Fuu looks up again, catching her father's gaze in the corner of the rear-view mirror. "Could you have gone through with evacuating if I wasn't coming with you, Otousan?"

Akira purses his lips, making a thoughtful noise. "Good question. They'll likely be expecting the whole family to check in ... but flip the question around: how are you going to get back into Tokyo? Even if you can magic your way past cordons or perimeters somehow, this is hardly weather you can get around in on foot."

Fuu's gaze shifts out the side window again, focusing initially on her own reflection before she looks at the heavy rain and driving wind. "Whatever I have to do, I guess ..."

"Guessing?" Kuu raises her eyebrows at her little sister. "That's not like you, Fuu-chan. But more importantly, why do you have to be there? You're not the only magical girl who protects Tokyo, and you did say 'we' earlier like there's a group in the loop about this. What can you personally do?"

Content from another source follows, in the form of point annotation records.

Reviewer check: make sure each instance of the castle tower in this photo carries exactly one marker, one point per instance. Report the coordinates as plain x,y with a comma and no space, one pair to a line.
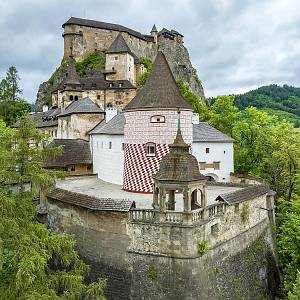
120,60
151,126
154,33
179,172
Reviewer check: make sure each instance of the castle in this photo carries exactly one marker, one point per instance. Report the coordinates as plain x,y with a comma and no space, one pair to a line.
154,206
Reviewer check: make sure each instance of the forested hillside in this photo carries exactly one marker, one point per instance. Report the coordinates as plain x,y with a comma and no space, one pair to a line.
281,101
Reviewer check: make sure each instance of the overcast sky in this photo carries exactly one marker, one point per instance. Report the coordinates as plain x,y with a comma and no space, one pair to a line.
235,45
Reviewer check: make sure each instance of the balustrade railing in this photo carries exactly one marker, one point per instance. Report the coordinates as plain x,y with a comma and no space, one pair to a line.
175,217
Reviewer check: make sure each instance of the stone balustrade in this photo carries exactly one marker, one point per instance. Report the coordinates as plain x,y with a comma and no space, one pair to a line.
175,217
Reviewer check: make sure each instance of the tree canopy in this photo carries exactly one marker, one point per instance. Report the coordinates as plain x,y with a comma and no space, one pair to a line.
12,106
34,263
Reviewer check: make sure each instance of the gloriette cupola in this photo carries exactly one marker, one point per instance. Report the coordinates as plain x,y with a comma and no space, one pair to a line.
151,126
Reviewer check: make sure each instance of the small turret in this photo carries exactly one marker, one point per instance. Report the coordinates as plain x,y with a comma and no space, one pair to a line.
154,33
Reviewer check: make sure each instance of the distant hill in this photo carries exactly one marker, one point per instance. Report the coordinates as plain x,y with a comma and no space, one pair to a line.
282,101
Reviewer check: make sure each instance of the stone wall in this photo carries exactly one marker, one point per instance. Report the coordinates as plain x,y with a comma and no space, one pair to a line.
101,241
242,266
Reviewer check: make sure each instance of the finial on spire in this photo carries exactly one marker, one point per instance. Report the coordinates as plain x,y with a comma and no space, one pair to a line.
178,118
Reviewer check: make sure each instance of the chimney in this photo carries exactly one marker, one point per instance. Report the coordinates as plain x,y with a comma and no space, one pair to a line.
45,108
110,113
195,119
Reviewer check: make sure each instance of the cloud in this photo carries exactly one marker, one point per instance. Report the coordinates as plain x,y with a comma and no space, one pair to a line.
235,45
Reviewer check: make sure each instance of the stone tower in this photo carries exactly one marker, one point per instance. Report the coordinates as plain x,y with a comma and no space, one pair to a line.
120,60
151,126
179,173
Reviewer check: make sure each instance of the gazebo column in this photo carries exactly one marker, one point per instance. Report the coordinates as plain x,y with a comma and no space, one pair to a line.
162,204
155,198
171,200
187,209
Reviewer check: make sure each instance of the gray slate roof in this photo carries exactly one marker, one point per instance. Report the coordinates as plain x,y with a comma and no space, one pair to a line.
75,151
85,105
154,29
104,25
160,90
119,45
244,194
105,204
43,119
114,126
203,132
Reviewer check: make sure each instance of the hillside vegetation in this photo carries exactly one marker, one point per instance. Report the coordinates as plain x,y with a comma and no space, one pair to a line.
283,102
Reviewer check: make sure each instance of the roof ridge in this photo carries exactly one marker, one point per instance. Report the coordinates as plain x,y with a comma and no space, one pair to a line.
160,90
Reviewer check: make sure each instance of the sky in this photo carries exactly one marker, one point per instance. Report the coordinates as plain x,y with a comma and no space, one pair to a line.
235,45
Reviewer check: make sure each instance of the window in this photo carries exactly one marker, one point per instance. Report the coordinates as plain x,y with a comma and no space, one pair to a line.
214,229
236,208
150,149
157,119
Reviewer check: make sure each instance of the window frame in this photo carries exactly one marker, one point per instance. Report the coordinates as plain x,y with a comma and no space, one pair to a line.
152,119
150,144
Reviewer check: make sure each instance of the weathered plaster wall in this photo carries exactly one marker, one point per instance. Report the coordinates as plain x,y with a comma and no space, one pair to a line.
218,152
108,162
140,130
77,126
87,39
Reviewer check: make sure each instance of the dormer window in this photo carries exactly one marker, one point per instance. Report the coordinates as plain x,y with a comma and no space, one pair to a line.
158,119
150,149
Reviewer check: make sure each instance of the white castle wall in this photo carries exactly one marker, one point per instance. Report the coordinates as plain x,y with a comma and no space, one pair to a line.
108,163
218,152
140,130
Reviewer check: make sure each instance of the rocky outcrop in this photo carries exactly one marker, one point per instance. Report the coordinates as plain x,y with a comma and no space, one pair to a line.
179,60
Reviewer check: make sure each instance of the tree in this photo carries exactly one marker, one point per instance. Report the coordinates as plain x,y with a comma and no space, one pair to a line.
34,263
12,106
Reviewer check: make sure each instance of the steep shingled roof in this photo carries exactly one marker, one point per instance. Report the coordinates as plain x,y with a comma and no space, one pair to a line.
115,126
108,204
119,45
76,151
160,90
84,106
244,194
103,25
203,132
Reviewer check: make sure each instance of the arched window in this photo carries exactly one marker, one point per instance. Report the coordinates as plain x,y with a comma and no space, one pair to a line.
150,149
158,119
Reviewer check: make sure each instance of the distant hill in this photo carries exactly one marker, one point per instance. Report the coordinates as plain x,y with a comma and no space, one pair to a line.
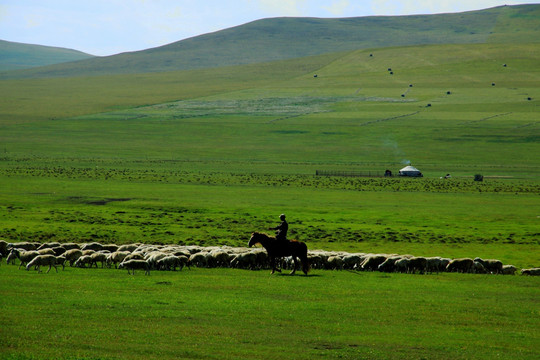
16,56
286,38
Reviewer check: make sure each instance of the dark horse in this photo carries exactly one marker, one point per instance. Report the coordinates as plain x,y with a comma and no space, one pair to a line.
278,249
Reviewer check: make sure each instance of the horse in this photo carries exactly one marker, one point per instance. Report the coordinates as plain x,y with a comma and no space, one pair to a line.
278,249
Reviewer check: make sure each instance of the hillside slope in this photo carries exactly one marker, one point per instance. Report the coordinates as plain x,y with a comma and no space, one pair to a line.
16,56
286,38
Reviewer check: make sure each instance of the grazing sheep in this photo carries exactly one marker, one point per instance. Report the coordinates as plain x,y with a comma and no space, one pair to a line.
42,260
98,256
171,262
49,245
59,250
69,246
153,257
531,272
198,260
128,247
464,265
509,270
479,268
135,256
23,245
110,247
218,258
134,265
389,265
92,246
46,251
491,265
352,261
72,255
23,255
117,257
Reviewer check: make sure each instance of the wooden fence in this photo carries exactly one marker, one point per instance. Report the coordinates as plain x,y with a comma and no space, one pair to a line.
352,173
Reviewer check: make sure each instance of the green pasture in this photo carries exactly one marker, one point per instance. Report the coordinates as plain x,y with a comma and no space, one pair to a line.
208,156
239,314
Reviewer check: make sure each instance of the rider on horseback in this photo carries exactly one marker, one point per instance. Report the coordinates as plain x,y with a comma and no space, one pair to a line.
281,229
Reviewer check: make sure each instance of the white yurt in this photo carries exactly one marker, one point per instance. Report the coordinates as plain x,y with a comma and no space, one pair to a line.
410,171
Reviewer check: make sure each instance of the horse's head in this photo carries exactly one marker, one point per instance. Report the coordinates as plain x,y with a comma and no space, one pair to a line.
253,240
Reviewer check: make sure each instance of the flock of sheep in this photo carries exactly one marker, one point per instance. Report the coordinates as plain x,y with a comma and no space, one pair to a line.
170,257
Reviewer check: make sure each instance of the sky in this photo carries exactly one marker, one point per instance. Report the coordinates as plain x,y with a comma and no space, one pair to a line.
107,27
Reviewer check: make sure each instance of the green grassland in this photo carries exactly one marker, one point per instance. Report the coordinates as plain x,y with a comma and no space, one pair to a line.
287,38
239,314
222,152
15,56
208,156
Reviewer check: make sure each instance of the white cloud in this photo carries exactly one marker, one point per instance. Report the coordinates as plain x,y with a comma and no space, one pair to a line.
408,7
282,7
337,8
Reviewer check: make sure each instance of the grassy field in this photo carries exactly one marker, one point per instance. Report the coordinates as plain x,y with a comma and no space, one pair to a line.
208,156
235,314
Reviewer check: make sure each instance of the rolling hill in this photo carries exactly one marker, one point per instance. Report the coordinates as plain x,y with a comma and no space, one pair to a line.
285,38
17,56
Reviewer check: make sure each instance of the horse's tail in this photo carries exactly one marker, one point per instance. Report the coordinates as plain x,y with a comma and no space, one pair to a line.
305,261
305,265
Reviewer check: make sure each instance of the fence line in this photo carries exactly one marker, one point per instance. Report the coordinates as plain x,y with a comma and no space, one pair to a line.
351,173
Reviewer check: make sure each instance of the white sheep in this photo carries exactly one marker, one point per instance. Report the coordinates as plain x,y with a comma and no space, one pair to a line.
153,257
117,257
198,259
128,247
72,255
98,256
135,264
28,246
171,262
42,260
23,255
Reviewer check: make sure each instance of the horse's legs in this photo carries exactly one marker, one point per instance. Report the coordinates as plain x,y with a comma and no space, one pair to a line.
274,268
294,266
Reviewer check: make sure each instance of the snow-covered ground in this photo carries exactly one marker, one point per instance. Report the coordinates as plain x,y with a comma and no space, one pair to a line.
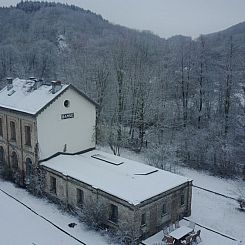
18,225
215,212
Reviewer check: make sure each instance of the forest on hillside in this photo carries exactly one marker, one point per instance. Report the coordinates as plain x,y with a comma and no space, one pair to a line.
177,100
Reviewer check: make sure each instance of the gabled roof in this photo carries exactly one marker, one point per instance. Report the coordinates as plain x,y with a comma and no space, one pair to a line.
24,98
128,180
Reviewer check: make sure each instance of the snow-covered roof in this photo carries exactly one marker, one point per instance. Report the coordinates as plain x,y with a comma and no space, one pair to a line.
24,98
128,180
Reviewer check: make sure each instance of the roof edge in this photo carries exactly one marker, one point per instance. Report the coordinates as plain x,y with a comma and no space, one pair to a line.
66,154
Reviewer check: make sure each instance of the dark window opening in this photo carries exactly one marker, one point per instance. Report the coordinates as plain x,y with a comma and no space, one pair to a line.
67,103
164,210
143,219
1,127
28,135
182,199
113,213
12,131
14,160
1,154
53,184
80,197
28,170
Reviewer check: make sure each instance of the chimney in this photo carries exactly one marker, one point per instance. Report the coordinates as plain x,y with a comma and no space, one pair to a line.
9,83
38,83
56,86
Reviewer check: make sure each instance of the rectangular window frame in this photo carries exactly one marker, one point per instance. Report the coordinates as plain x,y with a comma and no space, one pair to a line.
164,210
182,199
143,219
80,198
1,127
113,215
53,185
12,131
27,130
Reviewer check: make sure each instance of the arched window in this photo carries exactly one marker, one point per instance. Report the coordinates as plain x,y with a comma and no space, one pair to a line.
1,154
14,160
28,164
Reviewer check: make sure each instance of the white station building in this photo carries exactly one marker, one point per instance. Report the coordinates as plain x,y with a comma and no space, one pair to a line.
51,126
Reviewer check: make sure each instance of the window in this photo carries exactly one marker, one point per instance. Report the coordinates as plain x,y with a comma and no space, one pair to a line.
67,103
1,127
80,197
14,160
1,154
28,135
182,199
113,213
143,219
53,184
12,131
164,210
28,169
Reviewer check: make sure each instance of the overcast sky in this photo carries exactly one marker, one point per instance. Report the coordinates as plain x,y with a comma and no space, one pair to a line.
166,17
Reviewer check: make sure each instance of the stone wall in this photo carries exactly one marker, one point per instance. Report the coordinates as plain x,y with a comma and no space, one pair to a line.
18,146
129,216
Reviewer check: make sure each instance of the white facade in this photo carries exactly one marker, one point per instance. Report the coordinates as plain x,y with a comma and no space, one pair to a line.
69,135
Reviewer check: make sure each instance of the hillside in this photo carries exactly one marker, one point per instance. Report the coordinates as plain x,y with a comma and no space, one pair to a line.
180,100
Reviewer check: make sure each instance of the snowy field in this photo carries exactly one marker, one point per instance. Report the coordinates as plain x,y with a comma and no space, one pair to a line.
20,226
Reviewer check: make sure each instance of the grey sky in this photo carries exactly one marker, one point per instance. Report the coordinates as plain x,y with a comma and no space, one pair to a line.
166,17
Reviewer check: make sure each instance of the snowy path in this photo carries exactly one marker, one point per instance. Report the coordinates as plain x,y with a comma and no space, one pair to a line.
31,229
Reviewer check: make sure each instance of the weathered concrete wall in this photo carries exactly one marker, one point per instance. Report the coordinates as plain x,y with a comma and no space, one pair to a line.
129,216
18,146
73,134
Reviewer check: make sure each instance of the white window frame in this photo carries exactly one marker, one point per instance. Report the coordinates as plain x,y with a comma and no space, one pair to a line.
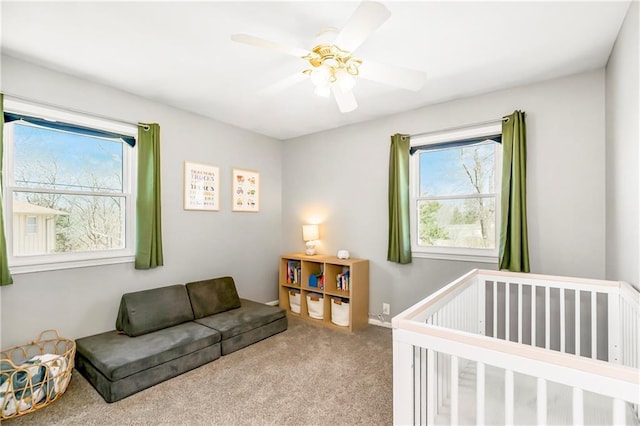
48,262
452,253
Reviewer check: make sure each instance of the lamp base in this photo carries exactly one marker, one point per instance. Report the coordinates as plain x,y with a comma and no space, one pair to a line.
311,248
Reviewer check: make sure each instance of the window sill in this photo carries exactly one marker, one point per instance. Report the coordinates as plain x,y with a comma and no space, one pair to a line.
68,264
456,257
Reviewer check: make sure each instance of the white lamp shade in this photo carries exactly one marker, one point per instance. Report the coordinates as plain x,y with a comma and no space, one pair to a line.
310,232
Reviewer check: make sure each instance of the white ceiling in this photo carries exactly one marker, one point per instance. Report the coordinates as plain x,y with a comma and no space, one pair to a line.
180,53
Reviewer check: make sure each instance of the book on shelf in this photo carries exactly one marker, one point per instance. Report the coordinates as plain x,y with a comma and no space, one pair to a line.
294,272
342,281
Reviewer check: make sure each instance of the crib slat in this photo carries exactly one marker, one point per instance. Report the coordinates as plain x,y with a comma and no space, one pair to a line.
594,325
578,350
542,401
454,390
480,393
507,312
508,397
534,318
562,320
619,417
520,313
481,294
613,309
577,407
495,309
547,317
422,383
431,388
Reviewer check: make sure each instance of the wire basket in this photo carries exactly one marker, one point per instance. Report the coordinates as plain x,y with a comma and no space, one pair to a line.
34,375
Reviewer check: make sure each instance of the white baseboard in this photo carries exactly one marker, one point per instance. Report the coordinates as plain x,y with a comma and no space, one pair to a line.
379,323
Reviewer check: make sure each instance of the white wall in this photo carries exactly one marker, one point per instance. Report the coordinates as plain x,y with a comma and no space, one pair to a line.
197,245
341,178
623,154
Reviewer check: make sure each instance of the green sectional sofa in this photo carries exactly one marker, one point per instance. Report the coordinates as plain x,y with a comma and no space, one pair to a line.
163,332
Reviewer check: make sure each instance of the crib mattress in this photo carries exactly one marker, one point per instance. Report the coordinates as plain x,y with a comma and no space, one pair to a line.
597,409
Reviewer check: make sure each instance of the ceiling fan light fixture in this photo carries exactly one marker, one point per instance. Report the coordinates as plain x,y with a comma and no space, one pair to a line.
321,76
344,79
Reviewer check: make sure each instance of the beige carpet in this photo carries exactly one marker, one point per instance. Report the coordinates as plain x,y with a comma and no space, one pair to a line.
307,375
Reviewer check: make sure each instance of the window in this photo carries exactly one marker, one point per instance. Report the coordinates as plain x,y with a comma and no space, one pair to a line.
455,184
32,225
69,190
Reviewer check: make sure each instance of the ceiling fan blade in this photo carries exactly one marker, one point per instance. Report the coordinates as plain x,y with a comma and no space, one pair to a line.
260,42
283,84
364,21
344,98
391,75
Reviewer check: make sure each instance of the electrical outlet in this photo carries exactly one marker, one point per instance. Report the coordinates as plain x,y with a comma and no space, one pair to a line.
386,309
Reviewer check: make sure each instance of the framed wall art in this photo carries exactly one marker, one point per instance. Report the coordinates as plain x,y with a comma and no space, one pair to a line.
201,186
245,191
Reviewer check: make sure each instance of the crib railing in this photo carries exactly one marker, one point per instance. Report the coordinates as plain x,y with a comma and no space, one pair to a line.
522,324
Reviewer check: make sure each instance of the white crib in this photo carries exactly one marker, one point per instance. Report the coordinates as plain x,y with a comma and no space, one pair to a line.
500,348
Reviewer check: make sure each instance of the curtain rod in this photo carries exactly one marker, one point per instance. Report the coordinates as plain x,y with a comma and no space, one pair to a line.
482,123
77,111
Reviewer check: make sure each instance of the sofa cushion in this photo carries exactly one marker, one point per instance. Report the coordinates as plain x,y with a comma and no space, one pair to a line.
117,355
213,296
150,310
248,316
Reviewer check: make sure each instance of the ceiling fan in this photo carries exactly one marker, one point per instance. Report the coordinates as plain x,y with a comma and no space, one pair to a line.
331,66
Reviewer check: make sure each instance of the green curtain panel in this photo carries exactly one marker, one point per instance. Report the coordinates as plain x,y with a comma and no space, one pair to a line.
399,250
5,276
148,214
514,242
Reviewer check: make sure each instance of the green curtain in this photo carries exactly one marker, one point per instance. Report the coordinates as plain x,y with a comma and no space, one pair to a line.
5,276
514,245
148,214
399,250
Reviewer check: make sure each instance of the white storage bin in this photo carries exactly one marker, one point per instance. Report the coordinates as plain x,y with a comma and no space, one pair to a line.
294,301
315,305
339,312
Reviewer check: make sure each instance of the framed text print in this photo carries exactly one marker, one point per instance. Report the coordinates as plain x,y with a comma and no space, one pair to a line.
201,186
245,191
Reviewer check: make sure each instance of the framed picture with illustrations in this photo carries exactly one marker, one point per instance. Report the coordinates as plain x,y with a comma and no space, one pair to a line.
245,191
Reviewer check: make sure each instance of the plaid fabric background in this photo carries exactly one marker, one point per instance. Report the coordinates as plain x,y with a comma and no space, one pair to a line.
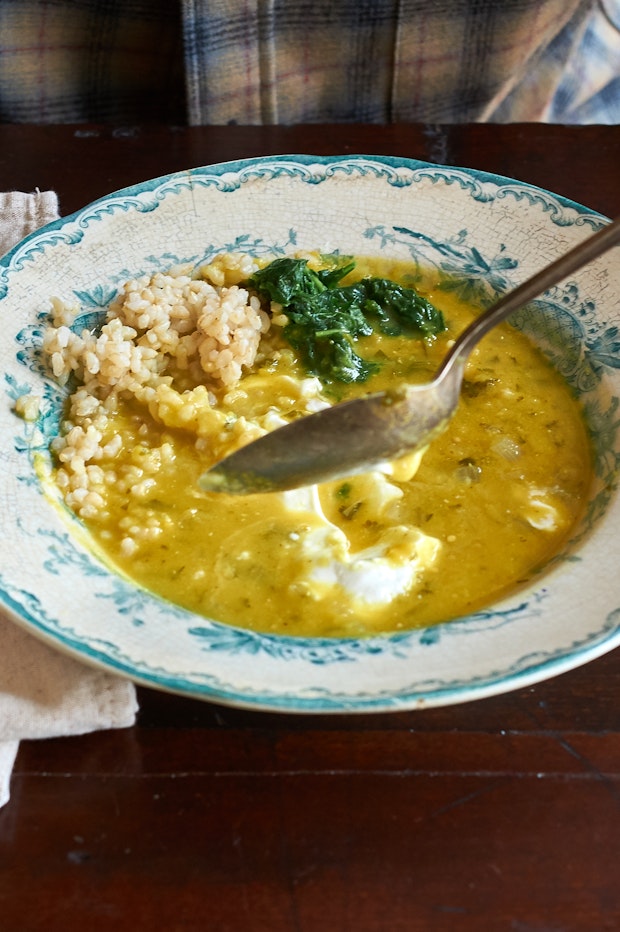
292,61
91,60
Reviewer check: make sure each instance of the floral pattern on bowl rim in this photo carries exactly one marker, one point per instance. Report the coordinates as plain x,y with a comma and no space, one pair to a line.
491,232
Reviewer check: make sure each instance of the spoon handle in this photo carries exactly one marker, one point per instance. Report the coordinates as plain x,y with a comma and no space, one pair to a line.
570,262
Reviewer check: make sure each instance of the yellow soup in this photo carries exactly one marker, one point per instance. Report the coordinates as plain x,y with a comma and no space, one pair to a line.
486,506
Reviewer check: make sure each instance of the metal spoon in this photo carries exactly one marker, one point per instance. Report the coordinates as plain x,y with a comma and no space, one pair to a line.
356,436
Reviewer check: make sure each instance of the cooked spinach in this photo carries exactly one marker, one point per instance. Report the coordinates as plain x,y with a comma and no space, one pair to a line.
326,318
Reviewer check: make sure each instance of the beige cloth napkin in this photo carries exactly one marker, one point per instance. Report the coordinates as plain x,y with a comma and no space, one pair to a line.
44,693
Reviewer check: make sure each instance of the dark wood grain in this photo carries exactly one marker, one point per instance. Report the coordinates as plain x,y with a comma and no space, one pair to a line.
502,814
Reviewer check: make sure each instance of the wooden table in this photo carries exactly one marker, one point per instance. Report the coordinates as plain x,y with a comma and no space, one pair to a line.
502,814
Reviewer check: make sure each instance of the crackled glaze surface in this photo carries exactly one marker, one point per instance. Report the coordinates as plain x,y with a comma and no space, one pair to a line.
488,231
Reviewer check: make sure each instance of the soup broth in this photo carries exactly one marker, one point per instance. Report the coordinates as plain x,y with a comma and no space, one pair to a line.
431,538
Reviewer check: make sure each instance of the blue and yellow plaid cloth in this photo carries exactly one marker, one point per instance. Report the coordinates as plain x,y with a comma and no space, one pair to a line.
300,61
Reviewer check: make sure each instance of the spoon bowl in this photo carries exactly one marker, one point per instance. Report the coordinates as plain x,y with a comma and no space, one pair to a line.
357,436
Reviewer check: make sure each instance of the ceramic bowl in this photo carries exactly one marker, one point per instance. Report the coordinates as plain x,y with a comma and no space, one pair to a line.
490,231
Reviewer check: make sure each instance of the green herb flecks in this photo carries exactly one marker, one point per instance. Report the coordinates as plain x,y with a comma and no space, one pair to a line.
326,318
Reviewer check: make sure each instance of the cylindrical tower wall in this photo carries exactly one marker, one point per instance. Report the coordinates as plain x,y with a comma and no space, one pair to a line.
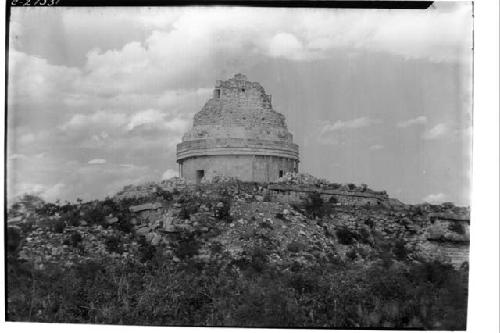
256,168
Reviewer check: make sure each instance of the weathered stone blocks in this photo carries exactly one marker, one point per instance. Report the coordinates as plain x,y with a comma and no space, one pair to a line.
238,134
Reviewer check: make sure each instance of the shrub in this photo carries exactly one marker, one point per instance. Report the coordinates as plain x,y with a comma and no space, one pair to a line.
365,235
114,244
222,210
280,216
75,238
351,254
345,236
258,259
146,250
399,250
58,226
13,239
95,215
314,204
457,227
187,246
295,246
333,200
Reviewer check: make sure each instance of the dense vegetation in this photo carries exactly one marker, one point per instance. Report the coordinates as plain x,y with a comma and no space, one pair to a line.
427,295
391,291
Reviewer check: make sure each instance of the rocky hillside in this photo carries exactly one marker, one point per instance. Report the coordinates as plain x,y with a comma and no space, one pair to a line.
227,253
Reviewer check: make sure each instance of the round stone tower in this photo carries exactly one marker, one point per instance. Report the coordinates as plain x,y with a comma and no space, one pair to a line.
237,134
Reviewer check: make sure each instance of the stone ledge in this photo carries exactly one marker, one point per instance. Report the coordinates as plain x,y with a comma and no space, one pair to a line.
302,188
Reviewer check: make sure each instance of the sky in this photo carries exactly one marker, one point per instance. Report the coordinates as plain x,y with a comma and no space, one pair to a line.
98,98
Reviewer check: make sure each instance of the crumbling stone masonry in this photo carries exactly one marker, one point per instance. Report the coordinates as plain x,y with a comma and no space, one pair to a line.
237,134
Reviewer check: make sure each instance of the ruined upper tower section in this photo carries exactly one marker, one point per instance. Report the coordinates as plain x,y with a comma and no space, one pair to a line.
239,108
237,134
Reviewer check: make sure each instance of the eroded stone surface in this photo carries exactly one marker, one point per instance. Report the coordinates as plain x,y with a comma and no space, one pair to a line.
237,134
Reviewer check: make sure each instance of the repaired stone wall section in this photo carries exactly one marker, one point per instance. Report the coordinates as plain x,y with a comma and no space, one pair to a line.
238,134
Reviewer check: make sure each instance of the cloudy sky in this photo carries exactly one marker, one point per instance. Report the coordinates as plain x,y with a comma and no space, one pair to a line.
98,98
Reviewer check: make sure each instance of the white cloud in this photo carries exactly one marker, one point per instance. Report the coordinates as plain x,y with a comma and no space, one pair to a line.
17,157
376,147
436,132
97,161
411,122
435,198
286,45
99,118
169,173
145,117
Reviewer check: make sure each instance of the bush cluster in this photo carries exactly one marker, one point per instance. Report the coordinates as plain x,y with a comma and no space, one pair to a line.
251,293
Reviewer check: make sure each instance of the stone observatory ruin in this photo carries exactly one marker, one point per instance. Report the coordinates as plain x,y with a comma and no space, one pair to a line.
237,134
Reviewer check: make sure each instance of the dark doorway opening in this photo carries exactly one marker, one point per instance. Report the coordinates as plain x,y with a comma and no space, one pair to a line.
199,175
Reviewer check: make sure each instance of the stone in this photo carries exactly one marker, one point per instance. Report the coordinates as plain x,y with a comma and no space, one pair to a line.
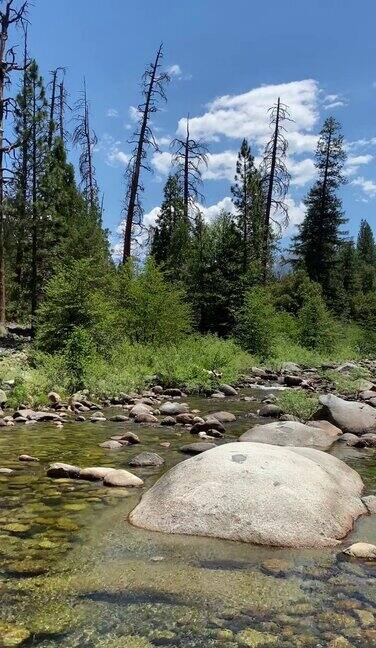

"I won't know until I do it," replies Fuu. "But I promised, even swore, that I'd be there - that I would do whatever I can to help fight this monster. Even if I have to walk instead of leaping." She bows her head again, closing her eyes. "I guess I've been too frightened to think as clearly as I usually do."

For a few seconds, silence reigns within the car, broken by the noise of wind and rain outside the vehicle. It's Tsubasa who breaks that silence.

"If you have to go, then we'll cover for you as well as we can. But tell me this, Fuu-chan: do you promise, as you promised before, to come home in one piece?"

Fuu nods, lifting her head again. "Yes. I may have trouble keeping that promise this time --"

"Fuu, my darling daughter, you can do better than that," Tsubasa cuts her off, her voice and her smile a pair of silken blades, but still warm and loving even as she chides her younger child. "I only know a little about your past adventures, but you've certainly fought worse than this, haven't you?"

But that question is one to which Fuu doesn't really know the answer. "I promise to come home again, whether it's meeting you at the evacuation center or our family's own house," she says, despite her own doubts. It's easier than it should be; after all, a piece of her is certain that if she falls in this battle, there won't be a Tokyo left, no home for them to return to.

Even if her parents and her sister survive.